# Malware Warning



## London (Sep 25, 2009)

On several of the current topics, e.g. Prat in a Bentley, I'm getting a Google warning saying that it has detected Malware on the TTOC.CO.UK site.

Is it just me? I'm running Chrome.

Ldn


----------



## Dash (Oct 5, 2008)

Is it every time? Otherwise it's likely to be related to the advert inserts.


----------



## Nem (Feb 14, 2005)

Already looking into it thanks. It was reporting it in Firefox but not IE at work 20 minutes ago, but now I'm home it's not showing any warning at all.

Also when logging into Google web tools it was showing nothing found on the site which was suspicious.

All a bit odd...


----------



## Wallsendmag (Feb 12, 2004)

London said:


> On several of the current topics, e.g. Prat in a Bentley, I'm getting a Google warning saying that it has detected Malware on the TTOC.CO.UK site.
> 
> Is it just me? I'm running Chrome.
> 
> Ldn


TTOC site or this site AVG has just popped up two warnings on here


----------



## TT Law (Sep 6, 2003)

I'm on Firefox and I cant get past the warning.

Steve


----------



## A3DFU (May 7, 2002)

I had about 5 yesterday on the TTOC forum but non today


----------



## London (Sep 25, 2009)

It's odd as I've been getting the warning on this thread (ironic) but suddenly it's OK.

Ldn


----------



## triplefan (Sep 3, 2008)

Getting this on about 50% of the posts I open

Edit: including this thread


----------



## Nem (Feb 14, 2005)

Right well, firstly if you use Internet Explorer you can still view the site if needed.

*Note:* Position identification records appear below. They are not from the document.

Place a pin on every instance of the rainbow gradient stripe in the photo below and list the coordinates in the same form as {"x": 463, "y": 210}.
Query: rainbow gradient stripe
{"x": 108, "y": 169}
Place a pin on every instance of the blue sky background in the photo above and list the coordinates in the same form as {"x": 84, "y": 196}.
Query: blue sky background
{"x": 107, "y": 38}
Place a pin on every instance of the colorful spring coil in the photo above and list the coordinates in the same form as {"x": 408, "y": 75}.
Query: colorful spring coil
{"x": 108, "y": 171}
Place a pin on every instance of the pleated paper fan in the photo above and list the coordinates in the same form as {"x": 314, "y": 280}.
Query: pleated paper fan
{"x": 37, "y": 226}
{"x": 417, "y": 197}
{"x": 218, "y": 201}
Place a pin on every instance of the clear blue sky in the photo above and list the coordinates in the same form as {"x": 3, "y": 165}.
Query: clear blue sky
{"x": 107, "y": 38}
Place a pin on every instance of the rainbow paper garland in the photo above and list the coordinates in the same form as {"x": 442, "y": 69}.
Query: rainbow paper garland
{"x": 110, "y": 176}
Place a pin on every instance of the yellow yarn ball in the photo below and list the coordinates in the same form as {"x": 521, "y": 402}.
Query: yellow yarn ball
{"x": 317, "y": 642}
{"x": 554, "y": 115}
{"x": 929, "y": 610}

After spending a good few hours trying to work out the problem I have now got the bottom of it. Somebody has managed to hack the software running the banner adverts on the TTOC site and inject an extra line of code into each banner (of the three currently shown). This code is simply a hidden iframe to open up another website hosting some sort of malware.

I've removed these links, and totally disabled the banner advert software to make sure this cannot happen again. This was eventually found from the reports provided by Google about their findings of the site and the reason for the alert being shown.

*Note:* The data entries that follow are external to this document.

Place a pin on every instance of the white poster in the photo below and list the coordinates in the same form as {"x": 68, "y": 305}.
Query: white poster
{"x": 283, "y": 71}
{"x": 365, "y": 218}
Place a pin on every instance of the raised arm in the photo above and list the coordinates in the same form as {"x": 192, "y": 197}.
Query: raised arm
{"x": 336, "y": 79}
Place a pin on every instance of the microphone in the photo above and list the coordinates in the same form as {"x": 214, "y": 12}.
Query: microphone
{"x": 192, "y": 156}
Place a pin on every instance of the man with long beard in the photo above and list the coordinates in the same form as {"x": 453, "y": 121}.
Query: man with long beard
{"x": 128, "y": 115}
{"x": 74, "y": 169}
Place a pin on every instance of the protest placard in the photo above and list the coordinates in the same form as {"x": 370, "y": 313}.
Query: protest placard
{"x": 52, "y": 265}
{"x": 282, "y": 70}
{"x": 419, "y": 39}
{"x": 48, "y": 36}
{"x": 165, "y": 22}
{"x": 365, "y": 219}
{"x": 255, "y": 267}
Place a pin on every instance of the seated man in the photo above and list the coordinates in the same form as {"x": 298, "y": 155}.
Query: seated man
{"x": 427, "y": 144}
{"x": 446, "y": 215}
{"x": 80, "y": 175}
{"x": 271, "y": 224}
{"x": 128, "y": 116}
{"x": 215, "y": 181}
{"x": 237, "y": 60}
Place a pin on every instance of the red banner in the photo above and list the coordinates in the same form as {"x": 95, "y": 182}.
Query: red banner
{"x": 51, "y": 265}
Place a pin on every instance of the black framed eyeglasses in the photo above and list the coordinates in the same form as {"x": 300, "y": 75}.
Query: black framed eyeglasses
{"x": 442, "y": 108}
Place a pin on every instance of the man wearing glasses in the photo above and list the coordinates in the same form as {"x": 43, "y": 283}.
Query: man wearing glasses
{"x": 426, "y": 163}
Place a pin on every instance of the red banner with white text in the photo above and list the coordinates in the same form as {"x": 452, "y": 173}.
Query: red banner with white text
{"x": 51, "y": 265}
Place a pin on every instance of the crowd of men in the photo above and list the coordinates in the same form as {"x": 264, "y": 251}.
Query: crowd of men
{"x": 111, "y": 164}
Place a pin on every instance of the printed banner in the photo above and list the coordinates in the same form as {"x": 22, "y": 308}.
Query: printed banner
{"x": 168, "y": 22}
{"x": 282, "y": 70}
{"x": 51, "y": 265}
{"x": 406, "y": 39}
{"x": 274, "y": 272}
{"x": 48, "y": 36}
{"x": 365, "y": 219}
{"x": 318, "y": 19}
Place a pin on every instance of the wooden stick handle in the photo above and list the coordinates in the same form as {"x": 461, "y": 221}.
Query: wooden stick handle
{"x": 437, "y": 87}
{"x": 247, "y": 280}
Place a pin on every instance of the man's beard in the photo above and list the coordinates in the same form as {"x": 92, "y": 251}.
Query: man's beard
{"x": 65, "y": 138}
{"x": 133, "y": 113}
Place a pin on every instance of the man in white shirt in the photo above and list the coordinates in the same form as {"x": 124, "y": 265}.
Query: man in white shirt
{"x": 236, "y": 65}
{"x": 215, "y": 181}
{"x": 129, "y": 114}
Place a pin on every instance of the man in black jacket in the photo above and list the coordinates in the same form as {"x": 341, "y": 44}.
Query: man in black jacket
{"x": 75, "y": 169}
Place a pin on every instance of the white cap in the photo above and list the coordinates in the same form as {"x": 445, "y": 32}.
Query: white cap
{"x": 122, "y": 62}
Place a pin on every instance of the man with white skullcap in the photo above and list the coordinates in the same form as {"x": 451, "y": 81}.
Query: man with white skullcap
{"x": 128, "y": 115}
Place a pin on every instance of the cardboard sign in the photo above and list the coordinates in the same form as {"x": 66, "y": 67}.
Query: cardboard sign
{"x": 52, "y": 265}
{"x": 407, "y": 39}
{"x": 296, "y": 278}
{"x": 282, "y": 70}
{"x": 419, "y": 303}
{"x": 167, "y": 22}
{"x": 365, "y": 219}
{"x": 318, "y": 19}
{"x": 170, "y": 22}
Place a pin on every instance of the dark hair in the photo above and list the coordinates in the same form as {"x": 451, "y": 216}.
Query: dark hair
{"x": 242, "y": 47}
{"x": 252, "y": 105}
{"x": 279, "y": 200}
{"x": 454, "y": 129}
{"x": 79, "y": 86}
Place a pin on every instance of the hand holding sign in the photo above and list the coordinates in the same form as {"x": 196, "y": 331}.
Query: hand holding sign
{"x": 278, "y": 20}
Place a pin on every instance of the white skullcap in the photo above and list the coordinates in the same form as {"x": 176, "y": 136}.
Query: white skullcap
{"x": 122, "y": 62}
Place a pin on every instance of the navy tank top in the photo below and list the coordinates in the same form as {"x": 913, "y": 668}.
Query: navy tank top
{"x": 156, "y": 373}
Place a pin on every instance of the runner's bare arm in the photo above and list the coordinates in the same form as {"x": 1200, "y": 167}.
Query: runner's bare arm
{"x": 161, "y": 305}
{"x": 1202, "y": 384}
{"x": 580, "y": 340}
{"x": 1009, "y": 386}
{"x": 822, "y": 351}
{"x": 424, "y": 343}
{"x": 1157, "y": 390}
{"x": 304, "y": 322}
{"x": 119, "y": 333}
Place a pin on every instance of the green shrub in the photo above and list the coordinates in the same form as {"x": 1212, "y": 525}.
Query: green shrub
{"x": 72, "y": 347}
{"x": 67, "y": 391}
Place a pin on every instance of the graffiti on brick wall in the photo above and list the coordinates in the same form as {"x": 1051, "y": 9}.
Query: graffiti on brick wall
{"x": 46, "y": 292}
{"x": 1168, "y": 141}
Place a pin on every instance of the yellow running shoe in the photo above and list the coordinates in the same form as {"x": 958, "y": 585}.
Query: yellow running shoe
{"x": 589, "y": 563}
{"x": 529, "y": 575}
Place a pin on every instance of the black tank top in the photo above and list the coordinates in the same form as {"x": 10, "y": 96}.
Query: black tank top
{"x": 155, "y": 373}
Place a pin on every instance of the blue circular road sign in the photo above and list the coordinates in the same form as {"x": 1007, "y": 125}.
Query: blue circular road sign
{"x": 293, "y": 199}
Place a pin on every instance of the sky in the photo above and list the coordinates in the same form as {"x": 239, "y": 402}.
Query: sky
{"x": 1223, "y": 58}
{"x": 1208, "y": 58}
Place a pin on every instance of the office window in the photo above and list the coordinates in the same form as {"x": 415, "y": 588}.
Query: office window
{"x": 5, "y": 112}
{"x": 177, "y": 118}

I've not asked Google to rescan the entire site which should lead to this alert being removed all being well.


----------



## Nem (Feb 14, 2005)

Google have now removed the alert warning, so it's all good


----------



## triplefan (Sep 3, 2008)

Thanks Nick


----------



## A3DFU (May 7, 2002)

Thanks Nick. Fantastic work 8)


----------



## Jae (May 6, 2002)

Great stuff Nem. What software are you using for banners?


----------



## Nem (Feb 14, 2005)

Jae said:


> Great stuff Nem. What software are you using for banners?


It was using OpenX which I have now totally removed from the website. Seeing as we're moving to Joomla we'll just be using the built in banner interface with it when the new site goes live, so no point in updating OpenX. Also it seems like there isn't much in the way of development for that software now anyway.


----------